Now it’s time to create a “Buyer Centric ICP” one that identifies organisations who have a reason to change, preferably one where you can collaborate with them to identify the reason to change, and build the solution criteria.

Building your buyer-centric ICP

Start by identifying the external drivers that will build a need to change and try and quantify the associated risk/opportunity.

  • Industry Drivers – Regulation, technology, general trends (opportunities for FOMO), ESG, DEI, etc.
  • Country/regional drivers – Environmental, Political, Legislative, Social

These will give you the broad reasons for change that organisations must be aware of.


Don’t stop there, if you want to be truly compelling you need to identify internal drivers that reinforce the need to change.

  • Strategic drivers, typically these will be about growth and expansion (or managed decline/survival) as well as anything that generates stakeholder value, e.g. ESG
  • Operational drivers, these will focus on process changes, cost savings, specific projects
  • Personal drivers, look for people new into a role looking to make a difference

You are looking to find specific reasons to change that can be connected directly to a specific stakeholder who could become your champion.

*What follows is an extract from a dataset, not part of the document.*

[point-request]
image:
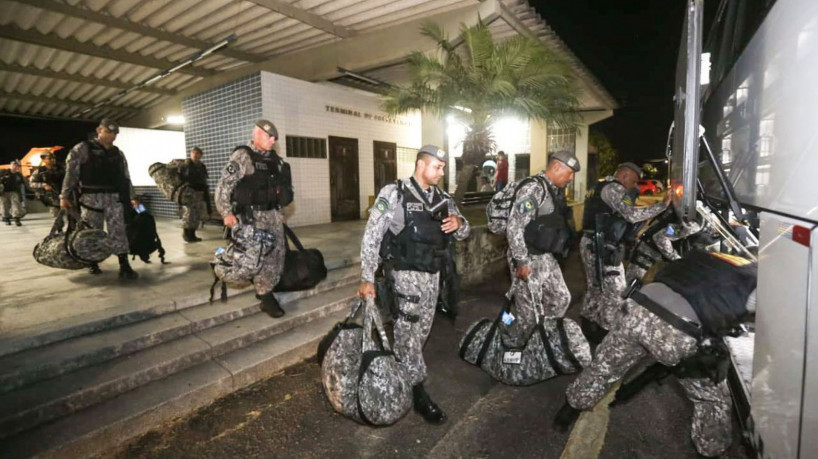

Now you understand both the external and internal drivers you can build out your target ICP:

  • Industry type
  • Operating in these regions
  • Of this size and structure
  • With this strategy
  • Addressing these operational issues
  • With someone new in this role

By all means, look back at historical data to identify patterns, but remember the profile of your largest customer may not match your new ICP for lots of historical reasons, and this is okay.

Don’t be put off if, as a result of this, your “target market” reduces substantially. You’re now being realistic as to who you should contact. Let’s maximise the value of every minute and stop wasting time talking to people who do not currently have a need to change.

How to use your ICP to engage with customers early

Once you have identified your target ICP you have to be equipped to engage with them. What you need is a story that drives the need to change:

Identify the insights that reinforce the need to change:

  • Start with the external drivers for change as these can be used for a broad campaign on the need to change
  • Once you have responses to the broad campaign, build insights, with quantifiable outcomes, that address the internal drivers of the company that responded.

Turn these into stories and messages that can be used in your initial outreach campaigns:

  • Consider using the same approach for your Account Based Marketing (ABM)
  • Combine the internal and external drivers to build a compelling case for change

Resist the urge to talk about yourself, your products, and your successes. By properly identifying your ICP you can focus on them, the risks and opportunities they are likely to face and the quantifiable impact of addressing identified challenges.

To re-emphasise my earlier point: focus on quality not quantity. If your new ICP reduces the number of companies you speak to then that gives you the opportunity to have better conversations with people who will gain value from the conversation.

Remember timing and context is everything, as highlighted by Hans Bunes. Hans describes how he separates the “Who” from the “When”. This helps you identify if your ICP is a good profile match (high fit), but not ready to discuss change (low engagement) versus one who is already thinking of change (high engagement).

Early engagement with people who recognise the need to change will result in a much higher conversion rate, more effective salespeople and generally more connected sales and marketing organisation.

Wrapping up

If Einstein was a marketing expert and we asked him what’s the definition of ICP insanity, he would probably reply “using the same ICP model that worked when we sold with a seller’s perspective and expecting the same results now we operate in a buyer-centric market”. Now is the time to revisit your ICP so that it identifies those who will be open to a conversation about change.